JuliaTime / TimeZones.jl

IANA time zone database access for the Julia programming language
Other
86 stars 51 forks source link

Reduce Unicode CLDR artifact size #373

Closed jaakkor2 closed 3 months ago

jaakkor2 commented 2 years ago

On my local drive size of .julia\artifacts\8d7201f06ff8061c1b5bff0f661b5297ec1d3158\cldr-release-40 is 318 MB.

If I searched code correctly, only one 49 kB file is actually used https://github.com/unicode-org/cldr/blob/release-40/common/supplemental/windowsZones.xml here https://github.com/JuliaTime/TimeZones.jl/blob/master/src/winzone/WindowsTimeZoneIDs.jl

Could the artifact point directly to the windowsZones.xml file?

jaakkor2 commented 1 year ago

..\.julia\artifacts\768b8b82edd878449348f31bf989867bb13e42a9\cldr-release-43 folder size is 335 MB, and this package is using one file of it (IIUC) ..\.julia\artifacts\768b8b82edd878449348f31bf989867bb13e42a9\cldr-release-43\common\supplemental\windowsZones.xml has the size of 49 kB.

omus commented 1 year ago

You are correct that TimeZones.jl only requires the windowsZones.xml file from the CLDR artifacts. This is an unfortunate side effect of this package switching to use Julia artifacts which requires an archive to be referenced and not just a flat file.

In order to address this problem with the artifacts system we'd need to generate our own permanent artifact archive for each CLDR release. Probably the right approach would be to have these artifacts as GitHub release assets which follows what JLLs do. It also probably makes sense to have this not be a part of the TimeZones.jl repo but probably a CLDRWindowsZones_jll repo so that the tags/releases make more sense. Additionally, it may make more sense to make a CLDR_jll.jl and have just the windowsZones.xml included in a special release asset so we can retrieve it separately.

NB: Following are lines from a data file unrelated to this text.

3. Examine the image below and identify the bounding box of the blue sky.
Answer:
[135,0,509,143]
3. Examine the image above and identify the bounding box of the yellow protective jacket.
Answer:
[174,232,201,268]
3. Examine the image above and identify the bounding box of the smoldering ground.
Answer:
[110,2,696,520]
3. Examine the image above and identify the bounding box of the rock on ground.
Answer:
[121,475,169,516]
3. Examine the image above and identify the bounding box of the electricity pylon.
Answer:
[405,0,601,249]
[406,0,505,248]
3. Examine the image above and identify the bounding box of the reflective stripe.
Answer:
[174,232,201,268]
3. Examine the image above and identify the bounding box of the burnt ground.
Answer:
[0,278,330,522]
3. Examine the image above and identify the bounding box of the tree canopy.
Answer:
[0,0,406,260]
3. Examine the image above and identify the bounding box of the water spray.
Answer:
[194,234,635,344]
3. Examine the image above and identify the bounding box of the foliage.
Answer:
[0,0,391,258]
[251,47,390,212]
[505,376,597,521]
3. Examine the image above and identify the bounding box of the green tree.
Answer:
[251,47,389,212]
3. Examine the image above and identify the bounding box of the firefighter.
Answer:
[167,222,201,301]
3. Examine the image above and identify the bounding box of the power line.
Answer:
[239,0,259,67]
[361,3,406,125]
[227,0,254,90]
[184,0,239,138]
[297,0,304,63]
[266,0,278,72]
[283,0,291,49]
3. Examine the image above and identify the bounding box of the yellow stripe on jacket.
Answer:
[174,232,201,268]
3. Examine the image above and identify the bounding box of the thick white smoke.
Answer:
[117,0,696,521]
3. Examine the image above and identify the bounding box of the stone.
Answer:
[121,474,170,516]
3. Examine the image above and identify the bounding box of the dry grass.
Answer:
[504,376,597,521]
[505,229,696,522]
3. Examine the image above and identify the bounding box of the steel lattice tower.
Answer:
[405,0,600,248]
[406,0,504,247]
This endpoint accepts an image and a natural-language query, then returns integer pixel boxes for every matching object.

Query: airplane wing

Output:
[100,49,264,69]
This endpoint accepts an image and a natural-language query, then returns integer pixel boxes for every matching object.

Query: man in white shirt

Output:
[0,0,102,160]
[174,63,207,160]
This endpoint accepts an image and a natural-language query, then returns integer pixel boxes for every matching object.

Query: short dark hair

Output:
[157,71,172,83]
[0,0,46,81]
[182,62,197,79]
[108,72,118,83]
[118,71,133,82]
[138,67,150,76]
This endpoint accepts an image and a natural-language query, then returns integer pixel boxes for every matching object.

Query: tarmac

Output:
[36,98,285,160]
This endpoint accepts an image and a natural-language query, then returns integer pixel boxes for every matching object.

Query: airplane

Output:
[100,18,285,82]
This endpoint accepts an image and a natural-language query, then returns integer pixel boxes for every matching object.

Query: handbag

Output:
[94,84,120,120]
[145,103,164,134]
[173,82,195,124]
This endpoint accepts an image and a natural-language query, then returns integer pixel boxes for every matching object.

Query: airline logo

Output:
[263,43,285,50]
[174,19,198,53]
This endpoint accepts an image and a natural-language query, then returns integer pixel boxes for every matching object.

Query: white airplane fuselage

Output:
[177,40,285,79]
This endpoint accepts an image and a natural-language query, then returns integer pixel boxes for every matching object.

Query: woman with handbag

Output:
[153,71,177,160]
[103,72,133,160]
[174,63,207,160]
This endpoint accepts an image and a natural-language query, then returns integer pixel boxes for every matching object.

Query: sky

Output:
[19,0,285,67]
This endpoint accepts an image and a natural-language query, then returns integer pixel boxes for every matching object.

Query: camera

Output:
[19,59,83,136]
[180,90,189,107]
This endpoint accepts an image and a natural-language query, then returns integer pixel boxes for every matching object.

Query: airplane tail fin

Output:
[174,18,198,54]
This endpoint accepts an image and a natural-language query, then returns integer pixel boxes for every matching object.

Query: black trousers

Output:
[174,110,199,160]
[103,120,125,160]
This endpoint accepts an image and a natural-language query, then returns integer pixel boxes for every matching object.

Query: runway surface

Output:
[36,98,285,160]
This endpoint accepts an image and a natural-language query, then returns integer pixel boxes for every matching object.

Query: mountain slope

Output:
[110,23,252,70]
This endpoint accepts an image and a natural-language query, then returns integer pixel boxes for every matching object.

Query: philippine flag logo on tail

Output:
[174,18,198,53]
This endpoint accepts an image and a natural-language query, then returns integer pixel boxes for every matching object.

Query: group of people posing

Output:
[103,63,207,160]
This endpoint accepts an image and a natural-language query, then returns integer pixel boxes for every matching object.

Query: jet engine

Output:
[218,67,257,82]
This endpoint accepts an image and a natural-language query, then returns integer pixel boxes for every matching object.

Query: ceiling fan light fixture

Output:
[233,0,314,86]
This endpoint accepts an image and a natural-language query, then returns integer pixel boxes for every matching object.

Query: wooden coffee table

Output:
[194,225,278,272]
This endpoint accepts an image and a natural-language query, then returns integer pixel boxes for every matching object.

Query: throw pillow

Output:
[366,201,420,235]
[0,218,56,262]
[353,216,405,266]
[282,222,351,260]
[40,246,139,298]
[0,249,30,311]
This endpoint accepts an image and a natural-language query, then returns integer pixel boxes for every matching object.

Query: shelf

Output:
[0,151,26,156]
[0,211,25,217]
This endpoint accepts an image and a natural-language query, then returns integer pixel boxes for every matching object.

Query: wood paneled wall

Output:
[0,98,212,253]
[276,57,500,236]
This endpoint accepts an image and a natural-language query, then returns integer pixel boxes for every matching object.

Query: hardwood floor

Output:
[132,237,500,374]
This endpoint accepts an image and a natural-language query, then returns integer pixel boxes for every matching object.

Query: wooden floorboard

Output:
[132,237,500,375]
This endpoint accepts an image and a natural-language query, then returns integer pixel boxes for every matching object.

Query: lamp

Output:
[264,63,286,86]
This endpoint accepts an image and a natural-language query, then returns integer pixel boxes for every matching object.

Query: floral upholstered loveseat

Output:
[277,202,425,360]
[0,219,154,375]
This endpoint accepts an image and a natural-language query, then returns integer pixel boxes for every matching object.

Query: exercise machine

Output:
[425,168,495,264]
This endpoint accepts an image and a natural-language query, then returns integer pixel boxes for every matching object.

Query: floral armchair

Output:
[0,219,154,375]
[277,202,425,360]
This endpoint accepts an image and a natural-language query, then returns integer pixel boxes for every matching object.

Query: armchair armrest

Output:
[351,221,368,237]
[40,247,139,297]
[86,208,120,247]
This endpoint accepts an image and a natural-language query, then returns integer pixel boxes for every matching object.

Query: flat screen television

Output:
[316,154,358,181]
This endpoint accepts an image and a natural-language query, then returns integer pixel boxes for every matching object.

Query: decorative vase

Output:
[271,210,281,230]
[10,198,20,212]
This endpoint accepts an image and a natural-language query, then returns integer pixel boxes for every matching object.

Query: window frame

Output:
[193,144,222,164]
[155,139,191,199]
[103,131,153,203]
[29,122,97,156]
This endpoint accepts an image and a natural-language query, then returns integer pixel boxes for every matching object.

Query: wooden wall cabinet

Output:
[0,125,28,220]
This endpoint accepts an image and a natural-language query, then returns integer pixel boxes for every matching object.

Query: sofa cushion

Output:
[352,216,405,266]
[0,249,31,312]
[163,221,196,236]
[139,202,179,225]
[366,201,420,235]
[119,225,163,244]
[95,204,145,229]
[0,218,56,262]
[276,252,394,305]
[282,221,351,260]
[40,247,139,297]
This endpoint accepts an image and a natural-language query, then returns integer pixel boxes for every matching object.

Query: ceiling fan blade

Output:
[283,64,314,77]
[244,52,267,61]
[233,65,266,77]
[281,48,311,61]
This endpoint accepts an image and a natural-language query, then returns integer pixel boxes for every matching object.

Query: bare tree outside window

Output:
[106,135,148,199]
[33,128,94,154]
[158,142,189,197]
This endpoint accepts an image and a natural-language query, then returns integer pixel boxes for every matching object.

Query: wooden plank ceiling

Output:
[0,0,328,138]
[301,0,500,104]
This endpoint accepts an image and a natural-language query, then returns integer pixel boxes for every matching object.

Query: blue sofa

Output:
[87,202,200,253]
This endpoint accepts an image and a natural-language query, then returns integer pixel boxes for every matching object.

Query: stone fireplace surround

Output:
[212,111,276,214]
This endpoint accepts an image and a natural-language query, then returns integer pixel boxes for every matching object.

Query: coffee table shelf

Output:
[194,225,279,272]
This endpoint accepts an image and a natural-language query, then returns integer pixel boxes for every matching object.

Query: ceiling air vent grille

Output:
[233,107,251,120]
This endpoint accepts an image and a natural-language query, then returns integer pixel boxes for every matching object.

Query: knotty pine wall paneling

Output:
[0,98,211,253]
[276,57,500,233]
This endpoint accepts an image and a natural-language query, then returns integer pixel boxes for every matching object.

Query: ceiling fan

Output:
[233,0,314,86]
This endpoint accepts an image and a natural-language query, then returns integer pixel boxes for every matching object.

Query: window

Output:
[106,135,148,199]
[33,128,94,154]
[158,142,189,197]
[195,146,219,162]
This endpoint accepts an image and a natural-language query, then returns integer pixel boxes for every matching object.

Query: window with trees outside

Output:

The end result is having a much smaller artifact footprint as well as being able to update CLDR versions without having to make a new TimeZones.jl release. Unfortunately, this is a bunch of work but I do want to tackle this before or around JuliaCon 2023.

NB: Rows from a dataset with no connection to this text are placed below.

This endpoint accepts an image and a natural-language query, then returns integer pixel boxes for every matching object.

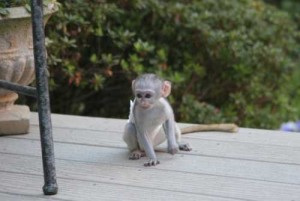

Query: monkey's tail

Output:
[180,124,239,134]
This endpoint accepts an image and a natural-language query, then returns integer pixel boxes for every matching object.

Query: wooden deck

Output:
[0,113,300,201]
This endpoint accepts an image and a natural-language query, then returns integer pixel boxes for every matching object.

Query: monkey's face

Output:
[135,90,157,109]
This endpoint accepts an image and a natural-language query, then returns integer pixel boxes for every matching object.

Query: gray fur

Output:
[123,74,191,166]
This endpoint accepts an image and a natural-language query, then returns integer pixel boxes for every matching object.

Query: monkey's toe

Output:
[129,150,145,160]
[144,159,160,167]
[179,143,192,151]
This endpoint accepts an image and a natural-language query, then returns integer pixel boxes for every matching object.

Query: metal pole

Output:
[0,80,36,97]
[31,0,58,195]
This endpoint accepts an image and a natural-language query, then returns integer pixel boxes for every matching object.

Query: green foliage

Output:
[36,0,299,128]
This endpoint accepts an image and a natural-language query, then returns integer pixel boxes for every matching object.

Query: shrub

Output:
[24,0,299,128]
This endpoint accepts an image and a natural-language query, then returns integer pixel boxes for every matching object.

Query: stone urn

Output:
[0,4,57,135]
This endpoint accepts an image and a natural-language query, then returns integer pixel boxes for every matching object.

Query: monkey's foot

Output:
[179,143,192,151]
[144,159,160,167]
[168,146,179,155]
[129,150,146,160]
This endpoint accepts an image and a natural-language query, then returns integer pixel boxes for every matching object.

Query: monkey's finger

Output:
[144,160,160,167]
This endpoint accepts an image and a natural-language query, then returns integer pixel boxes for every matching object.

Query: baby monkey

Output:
[123,74,236,166]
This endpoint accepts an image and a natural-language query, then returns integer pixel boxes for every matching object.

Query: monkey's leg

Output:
[123,123,146,160]
[175,124,192,151]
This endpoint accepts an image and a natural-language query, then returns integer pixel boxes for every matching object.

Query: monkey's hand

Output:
[168,145,179,155]
[144,159,160,167]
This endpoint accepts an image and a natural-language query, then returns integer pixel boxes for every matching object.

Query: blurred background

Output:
[18,0,300,129]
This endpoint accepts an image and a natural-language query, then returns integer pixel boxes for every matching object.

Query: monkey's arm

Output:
[164,119,178,154]
[137,127,159,166]
[180,124,239,134]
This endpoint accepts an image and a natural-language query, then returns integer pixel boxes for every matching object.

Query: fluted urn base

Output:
[0,105,30,135]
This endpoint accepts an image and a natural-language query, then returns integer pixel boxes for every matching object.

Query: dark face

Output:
[135,89,157,109]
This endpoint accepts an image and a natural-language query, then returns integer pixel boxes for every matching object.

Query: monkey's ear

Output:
[162,81,172,97]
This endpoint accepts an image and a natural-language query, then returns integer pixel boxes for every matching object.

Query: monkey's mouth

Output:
[141,105,151,110]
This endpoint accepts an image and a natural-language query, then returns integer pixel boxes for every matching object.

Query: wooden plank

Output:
[0,139,300,184]
[0,152,300,201]
[0,190,66,201]
[8,128,300,164]
[31,113,300,147]
[0,172,238,201]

omus commented 11 months ago

The PR https://github.com/JuliaTime/TimeZones.jl/pull/439 changed the Unicode CLDR artifacts to no longer be non-lazy and platform specific. Although this doesn't impact the download size on Windows machines it does limit the downloads to only be on Windows.

It still makes sense to make separate data package with this information akin to what was done in #441. I do want to have #441 be out in the wild for a little while to ensure this artifact model works well.

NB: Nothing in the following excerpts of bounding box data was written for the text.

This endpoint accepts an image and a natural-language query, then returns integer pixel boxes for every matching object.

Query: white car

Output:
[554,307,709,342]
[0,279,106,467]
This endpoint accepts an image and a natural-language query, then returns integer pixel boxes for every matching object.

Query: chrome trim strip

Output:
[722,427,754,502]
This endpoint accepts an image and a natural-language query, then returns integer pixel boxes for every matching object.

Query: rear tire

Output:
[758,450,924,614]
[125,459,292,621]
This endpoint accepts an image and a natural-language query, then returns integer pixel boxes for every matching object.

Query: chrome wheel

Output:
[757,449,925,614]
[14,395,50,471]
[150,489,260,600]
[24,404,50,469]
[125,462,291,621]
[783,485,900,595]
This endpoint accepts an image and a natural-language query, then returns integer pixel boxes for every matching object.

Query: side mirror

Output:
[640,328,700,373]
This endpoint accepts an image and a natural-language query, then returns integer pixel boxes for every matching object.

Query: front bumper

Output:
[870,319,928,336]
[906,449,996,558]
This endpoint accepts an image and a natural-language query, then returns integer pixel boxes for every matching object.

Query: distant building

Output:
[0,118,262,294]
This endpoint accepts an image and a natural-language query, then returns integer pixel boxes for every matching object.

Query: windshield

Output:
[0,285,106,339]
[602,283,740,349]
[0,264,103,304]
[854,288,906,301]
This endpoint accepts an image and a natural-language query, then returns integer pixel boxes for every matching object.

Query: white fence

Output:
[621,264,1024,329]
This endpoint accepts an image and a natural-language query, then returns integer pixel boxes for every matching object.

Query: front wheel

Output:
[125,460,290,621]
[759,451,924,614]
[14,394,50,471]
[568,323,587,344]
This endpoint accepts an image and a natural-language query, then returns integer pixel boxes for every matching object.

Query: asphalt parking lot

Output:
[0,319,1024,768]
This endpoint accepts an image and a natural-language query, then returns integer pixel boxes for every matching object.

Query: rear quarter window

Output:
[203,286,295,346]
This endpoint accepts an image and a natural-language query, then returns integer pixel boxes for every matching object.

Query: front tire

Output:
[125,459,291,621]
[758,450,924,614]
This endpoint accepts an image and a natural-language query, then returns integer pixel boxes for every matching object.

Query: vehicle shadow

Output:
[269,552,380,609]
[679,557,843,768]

visr commented 11 months ago

Besides the artifact size, the many nested directories also can cause issues with the maximum file path on Windows.

In this case using PackageCompiler to create a library with the cldr artifact led to an error like:

ERROR: LoadError: IOError: open("libribasim\\share\\julia\\artifacts\\40b35727ea0aff9a9f28b7454004b68849caf67b\\cldr-release-43-1\\tools\\cldr-code\\src\\main\\resources\\org\\unicode\\cldr\\util\\data\\transforms\\internal_English-IPA-backwards.txt", 769, 33060): no such file or directory (ENOENT)

Enabling long paths in the Windows Registry fixed the issue.

https://learn.microsoft.com/en-us/windows/win32/fileio/maximum-file-path-limitation

visr commented 9 months ago

It still makes sense to make separate data package with this information akin to what was done in https://github.com/JuliaTime/TimeZones.jl/pull/441.

@omus if I understand correctly windowsZones.xml is only used to fill const WINDOWS_TRANSLATION = Dict{String, String}(). Would you consider a PR that switches from the cldr artifact to an auto-generated Dict literal? It's only about 140 entries.

I had a look at the tzlocal Python package and saw they do the same. This is their dict literal, which they generate from this script. The dict lookup is done here after reading the registry (rather than tzinfo).